Identify User Flows: To create an effective sitemap, you need to identify the main user flows within the application. Start by outlining the core functionalities and actions users can take, such as signing up, browsing content, making purchases, or interacting with other users. Understanding these flows will help you create a logical structure for the sitemap.
Choose the Right Tools: There are various tools available to create sitemaps, ranging from pen and paper to specialised software. Depending on your preference and project requirements, you can use tools like whiteboards, sticky notes, wireframing software, or dedicated sitemap tools. Select a tool that allows you to easily visualise and iterate on the sitemap.

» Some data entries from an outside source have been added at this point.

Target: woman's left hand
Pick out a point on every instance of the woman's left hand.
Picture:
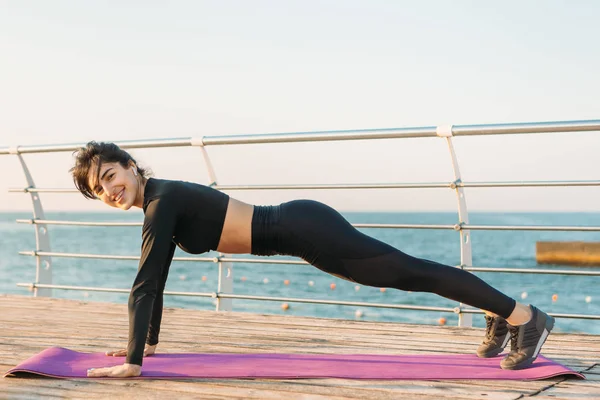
(118, 371)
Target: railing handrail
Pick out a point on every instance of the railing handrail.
(319, 136)
(454, 227)
(279, 261)
(346, 186)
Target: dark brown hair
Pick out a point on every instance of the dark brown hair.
(96, 154)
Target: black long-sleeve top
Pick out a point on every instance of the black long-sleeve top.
(185, 214)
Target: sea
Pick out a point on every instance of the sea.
(514, 249)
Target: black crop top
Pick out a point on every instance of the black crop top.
(185, 214)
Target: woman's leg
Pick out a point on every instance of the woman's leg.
(320, 235)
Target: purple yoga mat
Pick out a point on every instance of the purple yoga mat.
(59, 362)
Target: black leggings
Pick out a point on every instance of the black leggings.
(321, 236)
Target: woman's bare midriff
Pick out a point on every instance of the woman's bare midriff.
(236, 237)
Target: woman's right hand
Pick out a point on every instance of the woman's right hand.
(148, 351)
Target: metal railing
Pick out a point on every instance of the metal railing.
(43, 283)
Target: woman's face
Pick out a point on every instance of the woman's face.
(116, 186)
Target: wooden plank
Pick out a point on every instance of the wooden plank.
(30, 325)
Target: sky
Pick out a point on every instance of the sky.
(75, 71)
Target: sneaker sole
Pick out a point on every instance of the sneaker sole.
(526, 363)
(498, 350)
(490, 354)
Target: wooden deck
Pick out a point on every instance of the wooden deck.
(29, 325)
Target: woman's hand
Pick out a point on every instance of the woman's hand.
(118, 371)
(148, 351)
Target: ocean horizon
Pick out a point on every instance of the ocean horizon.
(514, 249)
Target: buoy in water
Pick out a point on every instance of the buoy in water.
(524, 295)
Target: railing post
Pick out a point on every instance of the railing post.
(225, 284)
(43, 273)
(225, 268)
(466, 257)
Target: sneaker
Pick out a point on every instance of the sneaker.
(527, 340)
(496, 337)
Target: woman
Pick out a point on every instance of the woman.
(198, 219)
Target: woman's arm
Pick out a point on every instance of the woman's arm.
(155, 319)
(157, 253)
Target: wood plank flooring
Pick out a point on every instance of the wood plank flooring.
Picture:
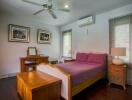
(98, 91)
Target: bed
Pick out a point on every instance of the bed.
(79, 74)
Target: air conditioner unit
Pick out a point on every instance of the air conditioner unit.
(85, 21)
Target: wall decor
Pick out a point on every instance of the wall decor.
(44, 36)
(18, 33)
(32, 51)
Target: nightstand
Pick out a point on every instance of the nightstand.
(117, 74)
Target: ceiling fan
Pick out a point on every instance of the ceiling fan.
(47, 6)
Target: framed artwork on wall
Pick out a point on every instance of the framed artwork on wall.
(44, 36)
(18, 33)
(32, 51)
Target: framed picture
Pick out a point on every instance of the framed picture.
(44, 36)
(32, 51)
(19, 33)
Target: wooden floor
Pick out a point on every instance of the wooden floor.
(98, 91)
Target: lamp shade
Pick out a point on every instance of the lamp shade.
(118, 51)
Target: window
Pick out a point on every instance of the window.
(120, 34)
(66, 36)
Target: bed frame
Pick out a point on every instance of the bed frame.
(67, 90)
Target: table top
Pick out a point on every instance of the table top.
(36, 79)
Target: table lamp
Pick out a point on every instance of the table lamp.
(117, 52)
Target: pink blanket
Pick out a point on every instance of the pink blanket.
(81, 71)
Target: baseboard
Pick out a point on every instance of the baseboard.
(7, 75)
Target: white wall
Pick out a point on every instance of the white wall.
(10, 52)
(97, 38)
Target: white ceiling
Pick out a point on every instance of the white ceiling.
(79, 8)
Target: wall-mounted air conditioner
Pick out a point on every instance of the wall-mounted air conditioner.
(85, 21)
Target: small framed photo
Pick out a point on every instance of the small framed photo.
(18, 33)
(32, 51)
(44, 36)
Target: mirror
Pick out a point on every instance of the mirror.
(32, 51)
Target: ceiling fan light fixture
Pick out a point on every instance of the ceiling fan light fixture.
(66, 6)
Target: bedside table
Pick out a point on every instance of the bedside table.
(117, 74)
(68, 60)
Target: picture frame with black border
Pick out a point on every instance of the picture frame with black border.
(44, 36)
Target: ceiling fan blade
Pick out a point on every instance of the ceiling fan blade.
(52, 14)
(38, 11)
(34, 3)
(65, 10)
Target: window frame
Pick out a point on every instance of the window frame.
(63, 32)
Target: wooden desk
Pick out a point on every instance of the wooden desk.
(36, 85)
(26, 62)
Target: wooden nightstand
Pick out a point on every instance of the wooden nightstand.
(117, 74)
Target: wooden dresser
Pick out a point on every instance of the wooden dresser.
(36, 85)
(32, 61)
(117, 74)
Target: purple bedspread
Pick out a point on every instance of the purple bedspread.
(81, 71)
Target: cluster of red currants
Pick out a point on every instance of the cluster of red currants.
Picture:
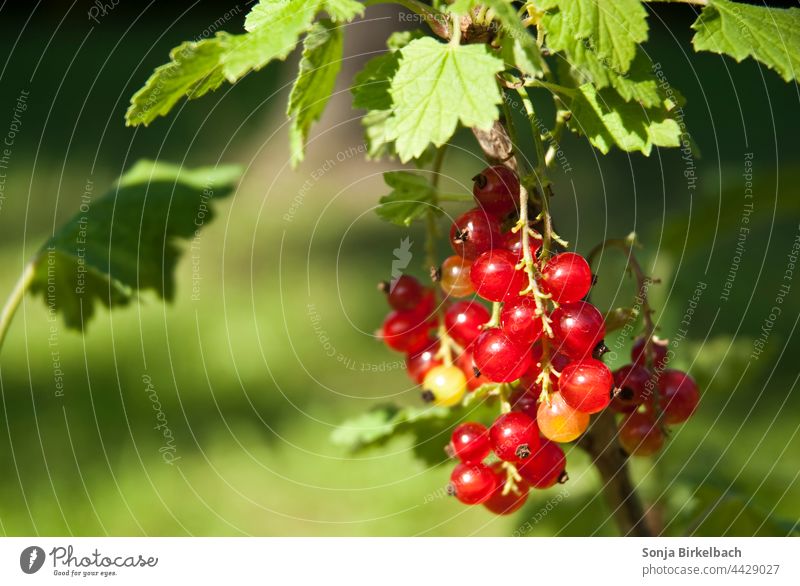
(541, 349)
(651, 397)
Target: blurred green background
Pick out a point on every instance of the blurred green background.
(277, 348)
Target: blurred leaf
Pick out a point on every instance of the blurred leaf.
(716, 512)
(343, 10)
(127, 240)
(319, 67)
(618, 317)
(429, 428)
(768, 35)
(436, 87)
(412, 196)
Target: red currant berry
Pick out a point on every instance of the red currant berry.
(495, 276)
(546, 467)
(496, 189)
(403, 293)
(586, 385)
(455, 280)
(567, 277)
(514, 437)
(679, 396)
(419, 363)
(634, 387)
(498, 358)
(558, 421)
(404, 331)
(505, 504)
(577, 328)
(520, 322)
(475, 378)
(640, 434)
(473, 484)
(473, 233)
(470, 442)
(658, 352)
(464, 319)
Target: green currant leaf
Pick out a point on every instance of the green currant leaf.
(412, 197)
(343, 10)
(371, 84)
(607, 120)
(127, 240)
(436, 87)
(638, 84)
(371, 91)
(194, 69)
(768, 35)
(274, 28)
(519, 47)
(319, 67)
(611, 28)
(376, 132)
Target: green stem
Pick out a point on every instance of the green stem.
(540, 174)
(642, 281)
(15, 299)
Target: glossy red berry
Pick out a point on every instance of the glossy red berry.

Start with a Hierarchical Structure: Begin by creating a hierarchical structure for the sitemap. Start with the main sections or pages and organise them into primary categories. These primary categories represent the top-level navigation items. Then, identify subcategories or subpages within each primary category, creating a clear hierarchy that reflects the app's content and functionality.
Utilise User Flows and Navigation Patterns: Refer back to the user flows identified earlier and incorporate them into the sitemap. Consider how users will navigate through the app and ensure that the sitemap reflects these pathways. Use standard navigation patterns such as tab bars, side menus, or bottom navigation to create familiarity and enhance usability.

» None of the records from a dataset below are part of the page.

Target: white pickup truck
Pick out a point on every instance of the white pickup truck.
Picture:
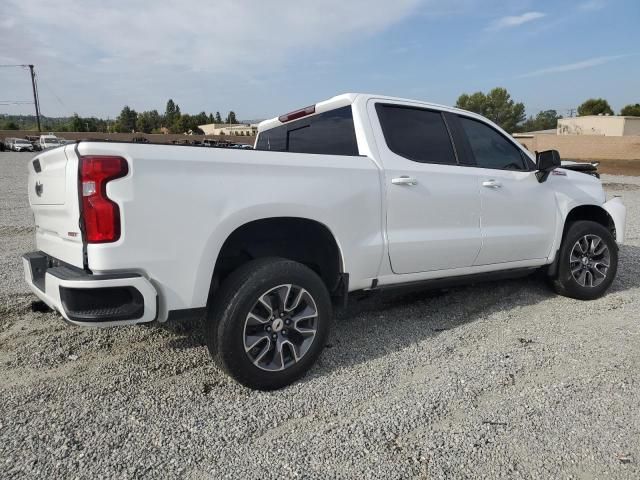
(359, 192)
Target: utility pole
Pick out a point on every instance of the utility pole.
(35, 96)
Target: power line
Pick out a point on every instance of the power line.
(34, 88)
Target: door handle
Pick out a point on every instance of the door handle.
(491, 184)
(404, 180)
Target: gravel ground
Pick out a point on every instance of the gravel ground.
(497, 380)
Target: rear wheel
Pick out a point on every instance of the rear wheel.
(588, 261)
(269, 323)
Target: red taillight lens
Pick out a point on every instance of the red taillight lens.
(100, 215)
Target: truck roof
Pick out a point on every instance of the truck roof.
(349, 98)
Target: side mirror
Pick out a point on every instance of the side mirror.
(546, 162)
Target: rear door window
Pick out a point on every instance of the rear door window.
(328, 133)
(416, 134)
(490, 148)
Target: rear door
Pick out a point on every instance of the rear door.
(53, 196)
(518, 218)
(433, 208)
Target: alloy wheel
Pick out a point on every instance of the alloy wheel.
(590, 260)
(280, 327)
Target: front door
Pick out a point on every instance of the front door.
(433, 203)
(518, 217)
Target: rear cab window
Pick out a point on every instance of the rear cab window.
(491, 149)
(327, 133)
(418, 134)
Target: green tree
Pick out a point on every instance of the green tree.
(201, 119)
(126, 121)
(545, 120)
(76, 124)
(170, 113)
(595, 106)
(148, 121)
(231, 118)
(631, 110)
(496, 105)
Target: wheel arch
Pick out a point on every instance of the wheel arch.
(590, 212)
(594, 213)
(301, 239)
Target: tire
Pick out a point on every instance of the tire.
(581, 272)
(239, 318)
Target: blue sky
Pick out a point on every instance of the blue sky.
(263, 58)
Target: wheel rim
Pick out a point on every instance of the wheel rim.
(590, 261)
(280, 327)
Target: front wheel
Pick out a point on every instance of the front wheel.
(269, 323)
(588, 261)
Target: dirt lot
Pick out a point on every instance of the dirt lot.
(499, 380)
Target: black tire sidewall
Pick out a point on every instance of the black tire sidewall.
(247, 284)
(567, 284)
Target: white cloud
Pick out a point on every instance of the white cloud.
(591, 5)
(134, 50)
(515, 20)
(569, 67)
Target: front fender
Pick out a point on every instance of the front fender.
(618, 213)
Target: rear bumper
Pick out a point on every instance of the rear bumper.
(90, 300)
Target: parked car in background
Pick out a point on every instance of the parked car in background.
(35, 141)
(359, 192)
(49, 141)
(20, 145)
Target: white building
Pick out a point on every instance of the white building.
(229, 129)
(604, 125)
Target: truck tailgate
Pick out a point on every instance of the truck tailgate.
(53, 196)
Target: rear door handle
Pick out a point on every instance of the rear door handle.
(491, 184)
(404, 180)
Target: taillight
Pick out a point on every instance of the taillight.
(100, 215)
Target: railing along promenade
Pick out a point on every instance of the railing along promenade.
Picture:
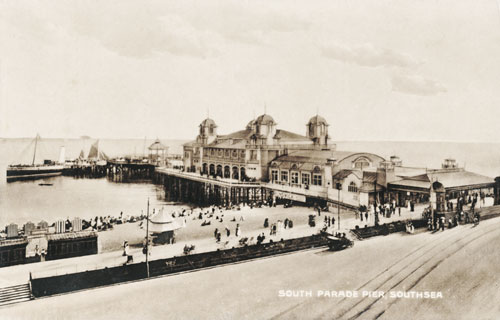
(197, 177)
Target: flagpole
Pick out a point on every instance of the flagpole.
(147, 240)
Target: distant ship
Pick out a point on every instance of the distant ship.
(34, 171)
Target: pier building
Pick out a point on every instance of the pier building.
(262, 162)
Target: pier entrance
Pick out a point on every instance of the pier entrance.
(197, 189)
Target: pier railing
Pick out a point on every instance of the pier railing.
(197, 177)
(108, 276)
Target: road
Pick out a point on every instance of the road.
(460, 264)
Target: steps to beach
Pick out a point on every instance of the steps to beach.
(15, 294)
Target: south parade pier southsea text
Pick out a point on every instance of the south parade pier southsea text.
(360, 294)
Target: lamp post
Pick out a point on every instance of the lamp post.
(339, 186)
(147, 240)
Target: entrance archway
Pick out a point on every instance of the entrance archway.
(236, 173)
(227, 172)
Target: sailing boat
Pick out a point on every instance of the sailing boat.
(35, 171)
(96, 155)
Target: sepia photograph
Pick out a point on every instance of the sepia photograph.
(224, 159)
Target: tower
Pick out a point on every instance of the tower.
(208, 131)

Include Error States and Edge Cases: A good sitemap accounts for error states and edge cases. Consider scenarios where users encounter errors or exceptional situations, such as password resets, form validations, or error messages. Include these scenarios in the sitemap to ensure that the user experience is seamless, even during unforeseen circumstances.
Iterate and Collaborate: Creating a sitemap is an iterative process. Share your initial sitemap with stakeholders, developers, or other team members to gather feedback and insights. Collaborate with them to refine the structure and make necessary adjustments. Involve usability testing if possible to validate the sitemap's effectiveness in meeting user needs.
Maintain Consistency: Consistency is key when creating a sitemap. Ensure that the structure, labelling, and terminology used in the sitemap align with the overall design and brand guidelines of the application. Consistent navigation and labelling will help users understand and navigate the app more easily.
The sitemap for Amazon.com is organised logically, starting with the homepage and moving on to the main categories, subcategories, and individual product pages. Each page on the sitemap has a clear title that helps both users and search engines understand what the page is about.
Another excellent example of adhering to a logical hierarchy is the sitemap for Apple.com. The homepage is listed first on the sitemap, then the various product categories, subcategories, then individual product pages. Each page on the sitemap has a concise title that is easy to grasp for both visitors and search engines.
as XML File
Sitemap generator(for existing websites and products after implementation):
Creating a sitemap is a crucial step for product designers when designing web or mobile applications. By defining project goals, identifying user flows, choosing the right tools, and collaborating with stakeholders, you can create an effective sitemap that provides a solid foundation for the user experience. Remember to iterate, maintain consistency, and consider error states and edge cases throughout the process. With a well-designed sitemap, you can create intuitive and user-friendly applications that meet the needs of your target audience.